We have seen reason to believe that both omnipotence and omni­science are intrinsically impossible, and to suggest that the same may hold for necessary moral perfection as well. Further impossibilities follow from the assumption of such attributes in combination.

There is a related a-theological argument of major importance that we have not considered here because it relies not on divine specifications alone but on an obvious but contingent fact as well. As such it fails to qualify as a pure impossibility argument in our sense. What that argument demands is the obvious but contingent fact that our world abounds with unnecessary gratuitous suffering and injustice. This is the called the problem of evil and has been dealt with in detail by numerous philosophers since Hume. Theologians have not yet been able to come anywhere near to challenging it.

NOTES

1.       Thomas Aquinas, Summa theologiae, part I, Q. 25, art. 3. See also I. L. Cowan, "The Paradox of Omnipotence," Analysis 25 (1965/supplement): 102-8, reprinted in Michael Martin and Ricki Monnier (eds.), The Impossi­bility of God (Amherst, N.Y.: Prometheus Books, 2003).

2.       See Michael Martin, "A Disproof of the God of the Common Man," Question 7 (1974): 114-24. Martin develops the idea further in a chapter in Atheism: A Philosophical Justification (Philadelphia: Temple University Press, 1990), reprinted as "Conflicts between the Divine Attributes," in Martin and Monnier, The Impossibility of God. Similar issues are raised in Henry Simoni, "Omniscience and the Problem of Radical Particularity: Does God Know How to Ride a Bike?" International Journal for Philosophy of Religion 42 (1997): 1-22.

3.       The latter point is developed particularly nicely in David Blumenfeld, "On the Compossibility of the Divine Attributes," Philosophical Studies 34 (1978): 91-103, reprinted in Martin and Monnier, The Impossibility of God. See also Marcel Sarot, "Omniscience and Experience," International Jour­nal for Philosophy of Religion 30 (1991): 89-102, and Henri Simoni, "Divine Possability and the Problem of Radical Particularity: Does God Feel Your Pain?" Religious Studies 33 (1997): 327-47.

4.       See, e.g., Tomis Kapitan, "Agency and Omniscience," Religious Studies 27 (1991): 105-20, and later discussion. A form of the argument also appears in Theodore M. Drange, "Incompatible-Properties Arguments: A Survey," Philo 1 (1998): 49-60, reprinted in Martin and Monnier, The Impossibility of God.

5.       Samuel Clarke and Gottfried Leibniz [1717], The Leibniz-Clarke Corre­spondence, ed. H. G. Alexander (Manchester: Manchester University Press, 1956). William Rowe offers a thorough discussion in "Divine Freedom," in the Stanford Encyclopedia of Philosophy, http://plato.stanford.edu.

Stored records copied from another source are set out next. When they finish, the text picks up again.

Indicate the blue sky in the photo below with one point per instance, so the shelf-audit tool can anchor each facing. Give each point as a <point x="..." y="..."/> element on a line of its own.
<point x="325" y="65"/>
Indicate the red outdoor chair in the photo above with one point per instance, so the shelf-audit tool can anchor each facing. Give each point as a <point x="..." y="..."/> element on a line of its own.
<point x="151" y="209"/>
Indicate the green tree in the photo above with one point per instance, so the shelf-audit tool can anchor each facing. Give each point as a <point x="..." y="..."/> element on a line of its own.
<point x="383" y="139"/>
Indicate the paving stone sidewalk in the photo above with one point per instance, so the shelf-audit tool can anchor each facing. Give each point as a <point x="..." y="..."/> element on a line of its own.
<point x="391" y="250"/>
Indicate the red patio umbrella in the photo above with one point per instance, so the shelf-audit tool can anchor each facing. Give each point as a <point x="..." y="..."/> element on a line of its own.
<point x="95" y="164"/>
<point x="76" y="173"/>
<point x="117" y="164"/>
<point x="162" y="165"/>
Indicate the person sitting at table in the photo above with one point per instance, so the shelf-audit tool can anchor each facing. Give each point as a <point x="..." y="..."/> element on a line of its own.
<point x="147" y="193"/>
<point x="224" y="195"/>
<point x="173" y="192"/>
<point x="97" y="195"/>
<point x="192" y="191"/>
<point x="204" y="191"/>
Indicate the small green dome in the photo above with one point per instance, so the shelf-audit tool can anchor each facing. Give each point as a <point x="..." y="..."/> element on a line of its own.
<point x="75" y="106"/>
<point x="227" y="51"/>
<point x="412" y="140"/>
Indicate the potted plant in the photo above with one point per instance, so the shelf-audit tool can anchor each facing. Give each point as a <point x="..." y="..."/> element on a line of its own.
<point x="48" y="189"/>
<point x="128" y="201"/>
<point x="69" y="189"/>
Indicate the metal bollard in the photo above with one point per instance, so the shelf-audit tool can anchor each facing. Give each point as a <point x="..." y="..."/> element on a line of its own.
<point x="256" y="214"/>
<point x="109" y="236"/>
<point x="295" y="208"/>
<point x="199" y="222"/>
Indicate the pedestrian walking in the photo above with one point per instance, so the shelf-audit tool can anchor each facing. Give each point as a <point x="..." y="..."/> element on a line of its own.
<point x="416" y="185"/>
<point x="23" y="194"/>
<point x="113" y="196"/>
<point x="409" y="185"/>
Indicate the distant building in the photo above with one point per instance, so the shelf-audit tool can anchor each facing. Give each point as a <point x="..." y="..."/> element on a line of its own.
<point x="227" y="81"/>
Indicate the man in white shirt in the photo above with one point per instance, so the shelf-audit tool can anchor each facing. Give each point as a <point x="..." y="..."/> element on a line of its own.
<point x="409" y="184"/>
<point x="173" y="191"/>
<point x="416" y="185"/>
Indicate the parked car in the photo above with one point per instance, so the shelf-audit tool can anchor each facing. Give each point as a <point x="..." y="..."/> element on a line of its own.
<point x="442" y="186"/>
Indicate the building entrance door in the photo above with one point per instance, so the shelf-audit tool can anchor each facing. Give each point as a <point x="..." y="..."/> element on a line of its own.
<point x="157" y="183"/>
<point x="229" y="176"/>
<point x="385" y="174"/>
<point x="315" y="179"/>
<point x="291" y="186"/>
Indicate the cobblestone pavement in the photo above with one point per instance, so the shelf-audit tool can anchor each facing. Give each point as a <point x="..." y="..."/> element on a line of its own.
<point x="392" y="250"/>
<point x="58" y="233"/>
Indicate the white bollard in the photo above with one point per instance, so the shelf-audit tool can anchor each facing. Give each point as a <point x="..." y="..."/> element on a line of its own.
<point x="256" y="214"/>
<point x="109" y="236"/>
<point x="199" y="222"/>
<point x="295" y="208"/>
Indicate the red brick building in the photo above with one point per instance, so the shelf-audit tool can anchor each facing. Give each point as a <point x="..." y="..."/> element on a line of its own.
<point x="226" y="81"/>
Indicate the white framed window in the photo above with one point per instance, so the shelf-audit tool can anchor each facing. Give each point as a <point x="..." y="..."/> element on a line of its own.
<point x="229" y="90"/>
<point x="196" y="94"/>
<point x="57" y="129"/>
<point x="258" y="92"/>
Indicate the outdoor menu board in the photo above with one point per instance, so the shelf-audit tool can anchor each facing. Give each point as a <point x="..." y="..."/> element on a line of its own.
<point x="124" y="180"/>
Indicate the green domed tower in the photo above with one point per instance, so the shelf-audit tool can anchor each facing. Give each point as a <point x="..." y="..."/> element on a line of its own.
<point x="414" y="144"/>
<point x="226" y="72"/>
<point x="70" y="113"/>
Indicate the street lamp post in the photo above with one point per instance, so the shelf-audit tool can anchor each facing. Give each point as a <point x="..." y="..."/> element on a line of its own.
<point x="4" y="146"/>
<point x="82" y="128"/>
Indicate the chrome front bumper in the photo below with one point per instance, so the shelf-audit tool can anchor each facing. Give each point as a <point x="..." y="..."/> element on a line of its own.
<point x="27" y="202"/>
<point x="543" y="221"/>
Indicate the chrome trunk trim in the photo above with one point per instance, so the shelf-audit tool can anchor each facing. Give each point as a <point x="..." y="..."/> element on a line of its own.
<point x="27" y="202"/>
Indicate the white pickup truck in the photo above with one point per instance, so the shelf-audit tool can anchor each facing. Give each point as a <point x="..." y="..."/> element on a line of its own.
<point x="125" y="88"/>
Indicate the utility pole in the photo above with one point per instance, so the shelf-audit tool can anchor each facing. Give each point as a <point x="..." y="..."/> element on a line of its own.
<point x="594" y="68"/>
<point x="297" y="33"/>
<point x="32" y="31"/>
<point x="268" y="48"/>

6.       Peter Geach, "Omnipotence," Philosophy 48 (1973): 7-20, and Providence and Evil, Nelson Pike, "Omnipotence and God's Ability to Sin," American Philosophical Quarterly 6 (1969): 208-16.

7.       It is indeed a tenet of Christian theology dating back at least to Augustine that the saints and angels have been perfected to the degree that they not only do not sin but are no longer able to sin, a perfection applied to God as well. See Pike, "Omnipotence."

8.       See, e.g., Wiliam Lane Craig, "Omniscience, Tensed Facts, and Divine Eternity," Faith and Philosophy 17 (2000): 225-41.

9.       For a range of often novel incompatibility arguments, see Drange, "Incompatible-Properties Arguments."